The key properties of the nanoparticle-hydrogel composite include shear-thinning upon application of shear stress and rheological recovery upon removal of shear stress. This allows the composite to be delivered locally to a target location within a subject, including routes such as syringe injection or spray delivery to coat anatomical surfaces. After delivery, nanoparticles are slowly released from the hydrogel matrix and taken up by cells, where the nucleic acid molecule is released to affect cellular function, for example, by gene silencing or regulating cellular pathways.
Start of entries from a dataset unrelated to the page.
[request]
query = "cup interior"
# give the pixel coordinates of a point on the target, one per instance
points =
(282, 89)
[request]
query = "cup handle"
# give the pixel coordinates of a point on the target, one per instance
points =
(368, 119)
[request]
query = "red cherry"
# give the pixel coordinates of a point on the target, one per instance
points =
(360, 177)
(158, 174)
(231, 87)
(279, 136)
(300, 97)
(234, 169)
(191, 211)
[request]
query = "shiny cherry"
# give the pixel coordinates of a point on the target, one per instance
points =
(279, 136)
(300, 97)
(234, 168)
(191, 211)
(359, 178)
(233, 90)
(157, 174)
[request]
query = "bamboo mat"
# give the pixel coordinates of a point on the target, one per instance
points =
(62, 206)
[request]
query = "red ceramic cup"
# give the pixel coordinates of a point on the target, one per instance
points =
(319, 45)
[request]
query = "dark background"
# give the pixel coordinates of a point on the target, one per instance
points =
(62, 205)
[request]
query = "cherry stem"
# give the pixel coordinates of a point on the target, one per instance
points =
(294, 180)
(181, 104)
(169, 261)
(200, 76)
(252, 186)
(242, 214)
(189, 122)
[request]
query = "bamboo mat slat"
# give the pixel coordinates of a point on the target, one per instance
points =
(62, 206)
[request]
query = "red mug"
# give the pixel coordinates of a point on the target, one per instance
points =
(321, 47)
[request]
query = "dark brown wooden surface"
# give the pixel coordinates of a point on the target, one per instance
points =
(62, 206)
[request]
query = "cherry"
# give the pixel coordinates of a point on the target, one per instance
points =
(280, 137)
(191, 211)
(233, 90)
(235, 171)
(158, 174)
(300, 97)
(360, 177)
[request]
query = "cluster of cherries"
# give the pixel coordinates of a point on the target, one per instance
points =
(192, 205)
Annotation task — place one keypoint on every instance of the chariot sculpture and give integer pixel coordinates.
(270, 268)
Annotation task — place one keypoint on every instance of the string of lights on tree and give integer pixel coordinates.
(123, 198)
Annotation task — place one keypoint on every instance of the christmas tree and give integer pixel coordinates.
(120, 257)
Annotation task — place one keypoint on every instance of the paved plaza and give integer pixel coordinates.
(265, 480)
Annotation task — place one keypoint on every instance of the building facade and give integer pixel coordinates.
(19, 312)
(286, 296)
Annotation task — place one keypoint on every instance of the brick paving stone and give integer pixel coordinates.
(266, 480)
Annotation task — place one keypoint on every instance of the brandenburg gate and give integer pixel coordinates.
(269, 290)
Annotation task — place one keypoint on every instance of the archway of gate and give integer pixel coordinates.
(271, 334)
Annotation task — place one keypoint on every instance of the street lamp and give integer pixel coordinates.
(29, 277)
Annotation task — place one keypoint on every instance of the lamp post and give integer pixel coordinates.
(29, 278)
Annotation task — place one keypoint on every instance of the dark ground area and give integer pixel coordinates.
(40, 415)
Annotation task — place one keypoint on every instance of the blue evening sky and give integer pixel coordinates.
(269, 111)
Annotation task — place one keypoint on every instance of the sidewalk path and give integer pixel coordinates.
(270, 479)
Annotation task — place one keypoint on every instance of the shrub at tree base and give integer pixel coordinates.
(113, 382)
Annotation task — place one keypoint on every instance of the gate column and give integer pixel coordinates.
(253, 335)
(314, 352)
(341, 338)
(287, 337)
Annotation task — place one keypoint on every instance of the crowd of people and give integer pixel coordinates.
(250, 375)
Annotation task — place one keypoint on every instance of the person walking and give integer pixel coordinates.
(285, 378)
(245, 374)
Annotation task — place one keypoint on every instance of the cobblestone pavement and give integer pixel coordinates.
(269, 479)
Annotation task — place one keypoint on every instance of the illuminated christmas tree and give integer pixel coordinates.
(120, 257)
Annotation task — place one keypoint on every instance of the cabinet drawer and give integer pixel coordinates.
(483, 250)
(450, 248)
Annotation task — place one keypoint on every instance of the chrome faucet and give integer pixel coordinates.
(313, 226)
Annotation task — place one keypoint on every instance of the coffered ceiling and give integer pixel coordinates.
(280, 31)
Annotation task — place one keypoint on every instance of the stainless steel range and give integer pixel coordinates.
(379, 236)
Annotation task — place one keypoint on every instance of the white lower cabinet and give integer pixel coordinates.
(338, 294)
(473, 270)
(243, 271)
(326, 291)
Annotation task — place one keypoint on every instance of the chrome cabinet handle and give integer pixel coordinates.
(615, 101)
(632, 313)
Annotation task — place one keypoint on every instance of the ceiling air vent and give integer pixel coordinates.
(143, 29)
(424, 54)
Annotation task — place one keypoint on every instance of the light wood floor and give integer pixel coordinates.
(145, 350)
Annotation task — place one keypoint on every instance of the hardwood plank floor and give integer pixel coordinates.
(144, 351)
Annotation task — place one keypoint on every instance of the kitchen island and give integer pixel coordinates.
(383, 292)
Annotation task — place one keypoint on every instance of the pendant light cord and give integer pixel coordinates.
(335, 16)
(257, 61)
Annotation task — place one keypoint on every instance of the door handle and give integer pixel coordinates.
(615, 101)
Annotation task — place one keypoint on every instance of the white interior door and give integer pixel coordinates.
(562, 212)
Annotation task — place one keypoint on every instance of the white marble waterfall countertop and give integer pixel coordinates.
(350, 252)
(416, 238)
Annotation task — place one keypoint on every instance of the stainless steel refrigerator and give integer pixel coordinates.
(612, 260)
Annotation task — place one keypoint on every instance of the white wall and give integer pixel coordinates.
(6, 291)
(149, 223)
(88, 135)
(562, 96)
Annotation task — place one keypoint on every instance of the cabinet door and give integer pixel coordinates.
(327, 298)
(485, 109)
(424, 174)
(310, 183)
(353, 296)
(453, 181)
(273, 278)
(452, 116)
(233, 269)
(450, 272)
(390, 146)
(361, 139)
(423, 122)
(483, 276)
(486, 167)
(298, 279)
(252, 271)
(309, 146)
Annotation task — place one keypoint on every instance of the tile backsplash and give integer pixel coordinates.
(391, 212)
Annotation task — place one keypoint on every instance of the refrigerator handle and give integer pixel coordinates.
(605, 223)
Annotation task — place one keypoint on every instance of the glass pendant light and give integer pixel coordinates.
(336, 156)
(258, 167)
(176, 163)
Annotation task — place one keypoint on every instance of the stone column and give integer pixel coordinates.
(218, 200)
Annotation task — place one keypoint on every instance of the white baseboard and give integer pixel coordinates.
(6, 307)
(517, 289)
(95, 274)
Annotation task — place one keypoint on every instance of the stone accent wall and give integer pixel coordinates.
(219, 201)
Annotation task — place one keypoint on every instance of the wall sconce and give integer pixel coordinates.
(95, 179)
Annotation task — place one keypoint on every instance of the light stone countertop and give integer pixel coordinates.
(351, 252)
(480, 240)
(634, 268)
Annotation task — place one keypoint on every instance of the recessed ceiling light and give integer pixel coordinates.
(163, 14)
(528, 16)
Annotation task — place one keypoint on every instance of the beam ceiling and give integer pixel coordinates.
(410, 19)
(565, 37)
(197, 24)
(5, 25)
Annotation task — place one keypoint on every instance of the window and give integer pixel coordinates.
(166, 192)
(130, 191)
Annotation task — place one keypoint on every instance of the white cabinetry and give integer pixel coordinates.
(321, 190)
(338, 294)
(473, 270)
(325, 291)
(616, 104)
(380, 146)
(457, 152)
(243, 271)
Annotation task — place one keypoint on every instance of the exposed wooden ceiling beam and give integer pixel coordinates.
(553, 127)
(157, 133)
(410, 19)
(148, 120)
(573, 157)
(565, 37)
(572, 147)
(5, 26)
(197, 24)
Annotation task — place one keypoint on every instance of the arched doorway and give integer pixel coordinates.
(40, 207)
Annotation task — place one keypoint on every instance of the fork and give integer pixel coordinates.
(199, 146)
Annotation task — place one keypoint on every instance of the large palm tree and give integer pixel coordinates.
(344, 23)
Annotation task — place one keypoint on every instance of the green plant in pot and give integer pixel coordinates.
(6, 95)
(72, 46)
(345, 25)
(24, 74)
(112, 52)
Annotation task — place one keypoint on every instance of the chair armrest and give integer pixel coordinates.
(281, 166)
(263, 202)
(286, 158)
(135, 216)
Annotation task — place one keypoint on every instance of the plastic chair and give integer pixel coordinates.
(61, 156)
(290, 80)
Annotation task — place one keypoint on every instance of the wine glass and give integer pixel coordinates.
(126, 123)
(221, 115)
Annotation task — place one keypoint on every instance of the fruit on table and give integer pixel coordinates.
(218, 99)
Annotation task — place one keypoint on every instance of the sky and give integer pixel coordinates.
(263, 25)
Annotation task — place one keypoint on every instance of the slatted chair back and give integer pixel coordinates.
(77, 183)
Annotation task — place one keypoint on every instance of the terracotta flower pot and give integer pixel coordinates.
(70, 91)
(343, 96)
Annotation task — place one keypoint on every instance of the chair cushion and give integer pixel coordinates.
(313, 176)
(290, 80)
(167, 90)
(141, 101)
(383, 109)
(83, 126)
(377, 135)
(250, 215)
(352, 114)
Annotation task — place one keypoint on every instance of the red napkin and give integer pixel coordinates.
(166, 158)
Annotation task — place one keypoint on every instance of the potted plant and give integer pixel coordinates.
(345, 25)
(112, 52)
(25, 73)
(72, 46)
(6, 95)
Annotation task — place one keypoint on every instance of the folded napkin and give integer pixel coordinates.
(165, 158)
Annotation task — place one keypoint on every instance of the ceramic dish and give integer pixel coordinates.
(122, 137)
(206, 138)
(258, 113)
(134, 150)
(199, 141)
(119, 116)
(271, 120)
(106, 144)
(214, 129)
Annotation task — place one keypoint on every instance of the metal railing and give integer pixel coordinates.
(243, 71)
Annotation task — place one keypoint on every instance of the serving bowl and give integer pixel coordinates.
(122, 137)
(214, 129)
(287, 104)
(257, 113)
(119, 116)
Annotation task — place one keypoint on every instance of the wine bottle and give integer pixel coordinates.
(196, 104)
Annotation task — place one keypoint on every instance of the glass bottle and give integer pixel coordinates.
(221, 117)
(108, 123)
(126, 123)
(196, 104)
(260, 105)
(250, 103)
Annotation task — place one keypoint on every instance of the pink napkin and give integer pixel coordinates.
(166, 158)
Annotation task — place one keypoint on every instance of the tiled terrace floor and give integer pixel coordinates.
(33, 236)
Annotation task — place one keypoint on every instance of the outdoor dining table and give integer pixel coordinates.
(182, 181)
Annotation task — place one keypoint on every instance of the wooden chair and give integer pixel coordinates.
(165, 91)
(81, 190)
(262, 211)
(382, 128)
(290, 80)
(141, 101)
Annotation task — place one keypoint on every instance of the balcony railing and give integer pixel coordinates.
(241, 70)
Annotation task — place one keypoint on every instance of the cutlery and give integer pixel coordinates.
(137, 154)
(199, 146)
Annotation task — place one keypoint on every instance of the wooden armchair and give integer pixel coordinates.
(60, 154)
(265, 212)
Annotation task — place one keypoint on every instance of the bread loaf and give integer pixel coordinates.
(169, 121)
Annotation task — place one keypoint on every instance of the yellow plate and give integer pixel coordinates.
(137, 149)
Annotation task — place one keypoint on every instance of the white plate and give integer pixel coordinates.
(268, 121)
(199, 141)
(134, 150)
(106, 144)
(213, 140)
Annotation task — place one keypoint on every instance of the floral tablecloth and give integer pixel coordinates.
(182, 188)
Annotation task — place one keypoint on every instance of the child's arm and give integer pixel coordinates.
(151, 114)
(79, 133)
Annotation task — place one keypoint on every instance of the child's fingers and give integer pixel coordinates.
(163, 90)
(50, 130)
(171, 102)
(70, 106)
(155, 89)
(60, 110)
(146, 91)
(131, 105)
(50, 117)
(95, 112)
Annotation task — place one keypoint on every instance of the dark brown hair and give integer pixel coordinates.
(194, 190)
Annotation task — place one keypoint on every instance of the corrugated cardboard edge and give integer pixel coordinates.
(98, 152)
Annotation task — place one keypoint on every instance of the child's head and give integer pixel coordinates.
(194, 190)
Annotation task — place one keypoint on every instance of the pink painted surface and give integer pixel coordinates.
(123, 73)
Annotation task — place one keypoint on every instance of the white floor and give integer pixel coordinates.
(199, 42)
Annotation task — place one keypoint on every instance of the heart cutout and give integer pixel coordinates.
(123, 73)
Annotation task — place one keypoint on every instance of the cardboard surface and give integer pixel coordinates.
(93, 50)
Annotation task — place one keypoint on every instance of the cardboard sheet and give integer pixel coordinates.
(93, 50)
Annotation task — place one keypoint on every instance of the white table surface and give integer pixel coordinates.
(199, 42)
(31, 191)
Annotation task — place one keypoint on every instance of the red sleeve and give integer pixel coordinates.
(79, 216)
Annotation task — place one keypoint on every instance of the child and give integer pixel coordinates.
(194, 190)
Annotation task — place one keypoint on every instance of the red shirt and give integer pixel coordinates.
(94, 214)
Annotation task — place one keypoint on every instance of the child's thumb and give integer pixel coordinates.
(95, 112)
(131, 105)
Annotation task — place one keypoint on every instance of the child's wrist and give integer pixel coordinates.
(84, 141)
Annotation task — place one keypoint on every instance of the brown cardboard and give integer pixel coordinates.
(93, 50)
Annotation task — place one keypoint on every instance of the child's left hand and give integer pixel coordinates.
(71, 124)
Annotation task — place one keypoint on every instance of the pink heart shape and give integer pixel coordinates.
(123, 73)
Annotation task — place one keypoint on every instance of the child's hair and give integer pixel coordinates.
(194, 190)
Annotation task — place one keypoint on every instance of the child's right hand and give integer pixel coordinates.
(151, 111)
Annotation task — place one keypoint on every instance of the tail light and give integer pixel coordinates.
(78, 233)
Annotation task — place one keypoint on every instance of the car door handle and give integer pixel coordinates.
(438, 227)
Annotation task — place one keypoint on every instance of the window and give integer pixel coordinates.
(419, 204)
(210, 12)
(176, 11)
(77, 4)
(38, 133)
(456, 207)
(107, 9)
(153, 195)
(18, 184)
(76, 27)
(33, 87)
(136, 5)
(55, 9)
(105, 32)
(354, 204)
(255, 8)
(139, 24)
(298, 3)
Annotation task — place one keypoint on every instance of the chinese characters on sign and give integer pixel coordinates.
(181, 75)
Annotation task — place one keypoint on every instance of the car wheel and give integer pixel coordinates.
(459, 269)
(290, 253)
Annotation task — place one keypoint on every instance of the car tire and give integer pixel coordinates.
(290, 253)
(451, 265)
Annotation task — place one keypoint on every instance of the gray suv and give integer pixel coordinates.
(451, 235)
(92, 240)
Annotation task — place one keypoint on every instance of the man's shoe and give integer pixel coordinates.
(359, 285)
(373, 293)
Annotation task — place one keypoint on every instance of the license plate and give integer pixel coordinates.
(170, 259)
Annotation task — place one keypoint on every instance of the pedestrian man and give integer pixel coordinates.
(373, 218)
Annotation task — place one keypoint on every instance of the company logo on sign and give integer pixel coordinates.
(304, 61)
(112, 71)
The background problem addressed is that while injectable hydrogels permit local delivery of therapeutics to reduce systemic off-target toxicity, previous hydrogel-mediated delivery vehicles face challenges for clinical viability, especially for nucleic acid-based therapeutics like RNA. Existing approaches could not effectively deliver functional miRNA to target cells in vivo with controlled release and stability within complex tissue environments such as serosal surfaces. The invention overcomes these challenges by designing a two-stage nanoparticle-hydrogel composite with defined peptide conformations, charge characteristics, and robust mechanical properties tailored for efficient nucleic acid delivery.
Claims Coverage
The patent includes 31 inventive features derived from multiple independent claims related to a peptide hydrogel with encapsulated nanoparticles for nucleic acid delivery, their compositions, structures, and methods of use in treating cancer.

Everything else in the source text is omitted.